This seems to be a recurring theme, here, on the Wiki, and previously on the (defunct) official forum.
I confess I have trouble understanding the kind of roadblock described here, as my personal experience was that I was doing real work with Tinderbox, using most of it features, within a couple days of downloading it. I did have to endure some frustrating moments rewriting someof my templates because html export did not work the way I assumed it should in some details, and, as the documention was (and is) sorely lacking in technical detail, the only way to find out what the program actually did was through a process of trial and error.
But I can only imagine how frustrating it must be for the folks at Eastgate to be confronted with a constant trickle of would-be users who think that Tinderbox might be what they're looking for but is too hard to figure out.
I think it would be excellent if those of us who use Tinderbox could help the would-be users, but the hard work is up to them: the hard work of explaining what they had hoped to do with Tinderbox and why they couldn't figure out how to do it. And before that, the apparently arduous work of actually reading the manual.

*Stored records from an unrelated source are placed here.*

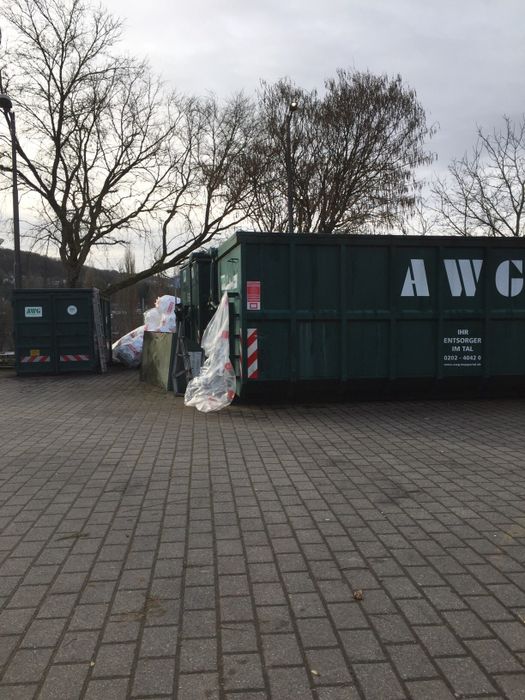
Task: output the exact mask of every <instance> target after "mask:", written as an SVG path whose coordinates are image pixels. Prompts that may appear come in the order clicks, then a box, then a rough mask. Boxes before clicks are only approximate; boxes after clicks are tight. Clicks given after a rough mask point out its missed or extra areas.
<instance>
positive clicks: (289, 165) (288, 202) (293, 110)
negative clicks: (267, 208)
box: [286, 102, 297, 233]
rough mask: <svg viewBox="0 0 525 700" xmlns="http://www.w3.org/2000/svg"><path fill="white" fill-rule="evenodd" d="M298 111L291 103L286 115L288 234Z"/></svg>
mask: <svg viewBox="0 0 525 700" xmlns="http://www.w3.org/2000/svg"><path fill="white" fill-rule="evenodd" d="M296 109H297V102H290V106H289V107H288V114H287V115H286V177H287V182H288V233H293V168H292V135H291V123H292V115H293V113H294V112H295V110H296Z"/></svg>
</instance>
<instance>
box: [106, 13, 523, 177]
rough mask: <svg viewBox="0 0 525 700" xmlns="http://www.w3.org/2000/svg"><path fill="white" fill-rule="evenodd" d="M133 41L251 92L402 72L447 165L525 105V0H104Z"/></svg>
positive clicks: (195, 88) (175, 68) (163, 54)
mask: <svg viewBox="0 0 525 700" xmlns="http://www.w3.org/2000/svg"><path fill="white" fill-rule="evenodd" d="M103 4H104V5H105V6H106V7H107V8H108V9H109V10H110V11H111V12H113V13H114V14H116V15H118V16H119V17H121V18H123V19H124V20H125V25H126V31H125V40H124V42H125V46H126V48H127V49H128V50H130V51H132V52H133V53H134V54H137V55H141V56H148V57H149V59H150V62H151V64H152V66H153V67H154V68H155V69H156V70H157V71H159V72H161V73H162V75H163V76H164V78H165V79H166V80H167V81H168V82H169V83H170V84H172V85H173V86H174V87H176V88H178V89H179V90H181V91H182V92H190V93H194V94H203V93H205V92H206V91H213V92H216V93H217V94H218V95H228V94H231V93H232V92H236V91H238V90H241V89H242V90H245V91H246V92H248V93H251V92H253V91H254V90H255V89H256V87H257V85H258V83H259V81H260V79H264V80H267V81H274V80H277V79H278V78H281V77H284V76H288V77H290V78H292V80H293V81H294V82H296V83H298V84H299V85H301V86H302V87H305V88H313V87H318V88H322V85H323V80H324V78H326V77H330V76H333V75H334V74H335V71H336V69H337V68H350V69H352V68H353V69H356V70H366V69H369V70H371V71H372V72H374V73H384V72H386V73H389V74H396V73H400V74H401V75H402V77H403V79H404V80H405V82H406V83H407V84H408V85H409V86H410V87H412V88H414V89H415V90H416V92H417V94H418V96H419V99H420V100H421V102H422V104H423V106H424V108H425V110H426V112H427V117H428V119H429V122H431V123H433V122H437V123H438V124H439V127H440V128H439V131H438V133H437V135H436V136H435V137H434V138H433V139H432V142H431V148H432V150H433V151H435V152H436V153H437V154H438V161H437V164H436V167H437V168H438V169H439V170H442V169H444V168H446V166H447V164H448V162H449V161H450V159H451V158H453V157H455V156H456V157H460V156H462V155H463V153H464V152H465V150H466V149H468V148H470V146H471V145H472V144H473V142H474V140H475V131H476V125H477V124H479V125H481V126H483V127H486V128H488V129H491V128H492V127H494V126H497V125H498V122H499V121H500V119H501V116H502V115H503V114H507V115H509V116H511V117H518V116H519V115H521V114H522V113H523V112H525V89H524V88H525V31H524V30H525V0H189V2H177V1H175V2H174V1H173V0H145V1H142V2H138V1H137V0H132V2H129V0H106V1H105V2H104V3H103Z"/></svg>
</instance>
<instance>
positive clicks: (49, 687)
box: [38, 664, 89, 700]
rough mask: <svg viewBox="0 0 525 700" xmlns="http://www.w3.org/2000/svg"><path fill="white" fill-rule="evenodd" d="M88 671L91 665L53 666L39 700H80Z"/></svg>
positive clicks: (41, 690) (40, 693)
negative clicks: (78, 698) (79, 699)
mask: <svg viewBox="0 0 525 700" xmlns="http://www.w3.org/2000/svg"><path fill="white" fill-rule="evenodd" d="M88 669H89V664H74V665H66V664H64V665H60V666H51V668H50V670H49V671H48V673H47V676H46V679H45V681H44V685H43V686H42V689H41V691H40V693H39V695H38V699H39V700H40V699H42V700H58V699H59V698H68V700H69V699H70V698H71V700H76V698H80V697H81V695H82V686H83V685H84V680H85V678H86V676H87V673H88Z"/></svg>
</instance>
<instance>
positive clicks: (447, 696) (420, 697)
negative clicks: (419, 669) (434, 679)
mask: <svg viewBox="0 0 525 700" xmlns="http://www.w3.org/2000/svg"><path fill="white" fill-rule="evenodd" d="M407 687H408V692H409V693H410V697H411V698H412V700H421V699H422V698H425V700H456V698H457V697H458V695H457V694H455V695H454V694H452V693H451V692H450V690H449V688H448V687H447V686H446V685H445V683H444V682H443V681H440V680H435V681H414V682H412V683H407Z"/></svg>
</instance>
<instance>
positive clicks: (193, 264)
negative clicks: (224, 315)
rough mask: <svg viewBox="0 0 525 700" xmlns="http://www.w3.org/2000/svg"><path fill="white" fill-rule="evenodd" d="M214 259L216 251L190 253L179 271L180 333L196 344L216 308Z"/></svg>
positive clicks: (209, 250)
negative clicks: (180, 322) (180, 285)
mask: <svg viewBox="0 0 525 700" xmlns="http://www.w3.org/2000/svg"><path fill="white" fill-rule="evenodd" d="M216 256H217V249H216V248H210V250H208V251H197V252H196V253H192V254H191V255H190V257H189V258H188V262H187V263H186V264H185V265H184V266H183V267H181V271H180V275H181V301H182V305H183V309H184V312H183V321H184V334H185V336H186V338H188V339H189V340H190V341H193V343H195V344H197V345H198V344H200V341H201V338H202V334H203V332H204V329H205V328H206V326H207V325H208V323H209V321H210V319H211V317H212V316H213V314H214V313H215V309H216V308H217V302H218V297H217V265H216V264H215V259H216Z"/></svg>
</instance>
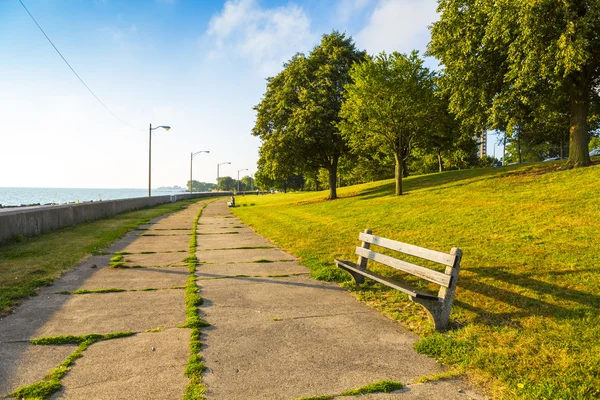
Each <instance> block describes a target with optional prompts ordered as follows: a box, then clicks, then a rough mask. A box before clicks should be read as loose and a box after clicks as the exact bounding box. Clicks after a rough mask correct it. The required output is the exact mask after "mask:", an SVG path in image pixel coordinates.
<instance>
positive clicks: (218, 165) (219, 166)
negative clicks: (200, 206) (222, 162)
mask: <svg viewBox="0 0 600 400" xmlns="http://www.w3.org/2000/svg"><path fill="white" fill-rule="evenodd" d="M225 164H231V162H229V161H225V162H224V163H220V164H217V192H218V191H219V167H220V166H221V165H225Z"/></svg>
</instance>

Because, from these messages, I can't figure out where to start in trying to help them.
To pick on the current correspondent: would someone who had spent significant time with the documentation be likely to refer to a note as a "card"? I was a big Hypercard user in the old days, but I never had the urge to use this terminology. (No offense intended here; I understand that English is not your native language and that that may be the reason for this and for your trouble with the manual.)
So, perhaps you can start. What are you trying to accomplish with Tinderbox? When you say "but everything above this level [creating a note] is a mystery", what are you trying to do? I would say that the next level is drawing a line between two notes to indicate a relationship. Are you saying that you couldn't figure out, even with the manual, how to do this? Why is the manual a pain?
A final note to several people who have complained that they couldn't figure out how to use the program effectively without, well, using it for a while: isn't this the case for any non-trivial piece of software? Do you expect every program to be MacPaint? I've been using Photoshop for a couple of years now, and there is still, I would estimate, a third of the program's features that I don't really know how to use.
Let us help you. Actually tell us what the problem is.